La dépense totale de santé par habitant a été calculée à partir des dépenses hospitalières et ambulatoires. La carte permet ainsi de comparer les dépenses de chaque département au sein d’un même groupe. Prenons l’exemple de l'Ille-et-Vilaine. Ce département fait partie du groupe des “Bien-portants”, groupe caractérisé par une population en moyenne plutôt jeune, majoritairement rurale et favorisée, dont les besoins de santé sont relativement peu élevés (faibles taux de prévalence de maladies chroniques et de troubles psychiques), mais où l’exposition à la pollution nuit à l’état de santé d’une partie des habitants. Les dépenses de santé par habitant dans ce département s’élèvent à 1770 euros, comparés à 1913 euros pour le groupe « bien-portants » et 2108 pour la France entière.

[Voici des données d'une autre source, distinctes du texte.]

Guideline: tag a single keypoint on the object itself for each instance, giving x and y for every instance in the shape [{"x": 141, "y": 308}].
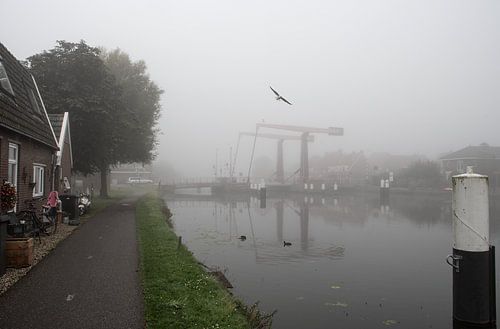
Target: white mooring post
[
  {"x": 473, "y": 258},
  {"x": 262, "y": 195}
]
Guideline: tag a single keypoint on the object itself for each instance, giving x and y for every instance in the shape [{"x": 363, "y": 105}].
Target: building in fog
[
  {"x": 483, "y": 158},
  {"x": 121, "y": 172},
  {"x": 27, "y": 141}
]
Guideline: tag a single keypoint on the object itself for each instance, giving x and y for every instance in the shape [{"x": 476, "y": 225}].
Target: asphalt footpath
[{"x": 90, "y": 280}]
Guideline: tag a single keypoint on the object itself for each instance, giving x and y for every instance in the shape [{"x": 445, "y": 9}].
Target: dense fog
[{"x": 405, "y": 77}]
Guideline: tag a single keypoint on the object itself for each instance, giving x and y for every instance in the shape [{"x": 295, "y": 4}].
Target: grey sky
[{"x": 418, "y": 76}]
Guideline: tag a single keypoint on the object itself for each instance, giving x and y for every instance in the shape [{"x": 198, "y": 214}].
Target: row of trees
[{"x": 114, "y": 107}]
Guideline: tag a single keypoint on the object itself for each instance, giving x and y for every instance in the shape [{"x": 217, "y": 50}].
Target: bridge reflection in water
[{"x": 352, "y": 264}]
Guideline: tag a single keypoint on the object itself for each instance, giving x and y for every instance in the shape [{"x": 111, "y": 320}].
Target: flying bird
[{"x": 279, "y": 97}]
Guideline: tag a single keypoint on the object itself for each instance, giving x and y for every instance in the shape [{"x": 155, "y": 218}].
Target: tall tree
[
  {"x": 141, "y": 97},
  {"x": 73, "y": 78}
]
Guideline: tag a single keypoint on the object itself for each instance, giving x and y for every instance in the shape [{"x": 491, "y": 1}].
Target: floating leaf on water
[{"x": 337, "y": 304}]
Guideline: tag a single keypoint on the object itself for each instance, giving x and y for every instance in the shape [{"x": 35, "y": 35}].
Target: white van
[{"x": 139, "y": 180}]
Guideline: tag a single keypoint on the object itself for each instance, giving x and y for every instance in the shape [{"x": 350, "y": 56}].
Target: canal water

Sans entrer dans plus de détail, l‘approche territoriale et populationnelle permet d’identifier les besoins de santé des patients, qui varient d’un territoire à l’autre et d’une population à l’autre et de mieux adapter la prise en charge grâce à une meilleure coordination des acteurs de santé qui, en tenant compte des besoins, pourront mieux construire le parcours de santé. Ce changement de paradigme permettrait de pratiquer une médecine plus personnalisée et plus préventive.
RCL : Quelle politique de santé publique préconisez-vous ?

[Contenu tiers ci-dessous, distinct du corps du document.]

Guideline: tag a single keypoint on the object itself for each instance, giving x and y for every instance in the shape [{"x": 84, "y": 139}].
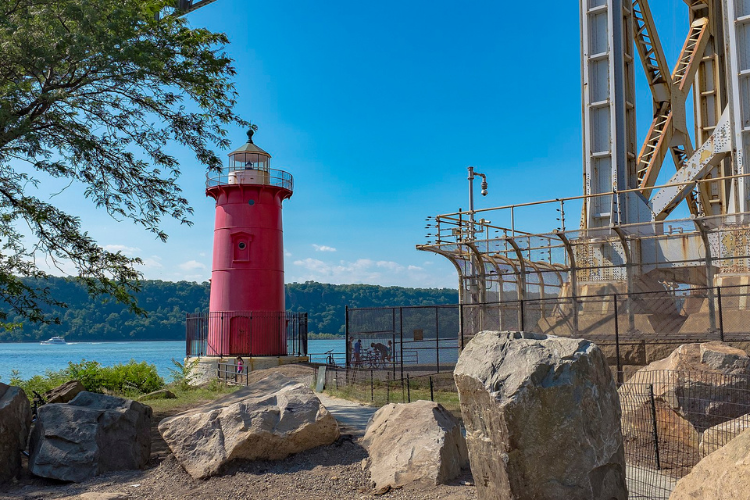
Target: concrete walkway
[{"x": 351, "y": 416}]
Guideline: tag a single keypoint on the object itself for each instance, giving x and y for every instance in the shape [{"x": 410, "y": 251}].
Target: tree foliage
[
  {"x": 93, "y": 92},
  {"x": 166, "y": 303}
]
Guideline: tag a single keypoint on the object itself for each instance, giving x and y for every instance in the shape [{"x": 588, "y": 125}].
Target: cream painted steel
[
  {"x": 626, "y": 243},
  {"x": 710, "y": 100},
  {"x": 737, "y": 27},
  {"x": 708, "y": 156},
  {"x": 608, "y": 112}
]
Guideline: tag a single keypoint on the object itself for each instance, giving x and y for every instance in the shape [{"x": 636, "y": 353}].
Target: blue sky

LM : Il est impératif d'avoir une stratégie nationale en matière de santé publique capable d’anticiper les défis de demain comme le dérèglement climatique et ses conséquences sur la santé, les futures pandémies… En d’autres termes, il nous faut un ministère de la santé capable de fixer les ambitions et les grands objectifs de santé publique, mais il faut laisser beaucoup plus de marge de manœuvre aux acteurs de terrain pour décliner au mieux leurs objectifs et leur allouer de fait beaucoup plus de moyens financiers dans l’exercice de leur activité donc vers une plus grande autonomie.
RCL : Quelles propositions l’Institut Montaigne préconise-t-il ?
LM : Les propositions s’articulent en plusieurs axes. D’abord, nous préconisons, comme je le disais, d’accorder aux acteurs de terrain l’autonomie d’action et d’organisation au niveau des territoires et la liberté nécessaire à leur action. Pour cela, il faut inciter les professionnels à la pluri-professionnalité et confier aux médecins généralistes volontaires un mandat de santé publique. Cette autonomisation doit s’accompagner d’une formation adaptée. Le deuxième axe consiste à soutenir les territoires et les collectivités territoriales comme pilotes des politiques de santé. Pour ce faire, les territoires doivent pouvoir mettre en place un système de santé adapté à leurs habitants, défini selon les besoins populationnels. Les acteurs de santé locaux portent une responsabilité qui les engage à maintenir et améliorer la santé, le bien-être et l’autonomie de leur population. Et dans la même logique, nous proposons de construire des budgets de santé en partie régionalisés, pour une gestion de la politique de santé tenant mieux compte des réalités des territoires. Le troisième axe consiste à faire de la France une nation de santé publique capable d’anticiper les défis de demain. Pour cela, nous proposons, entre autres, de permettre à la France de gagner en capacité d’anticipation et en souveraineté sanitaire notamment par un financement pluriannuel des dépenses de santé, capable d’intégrer des logiques de long terme.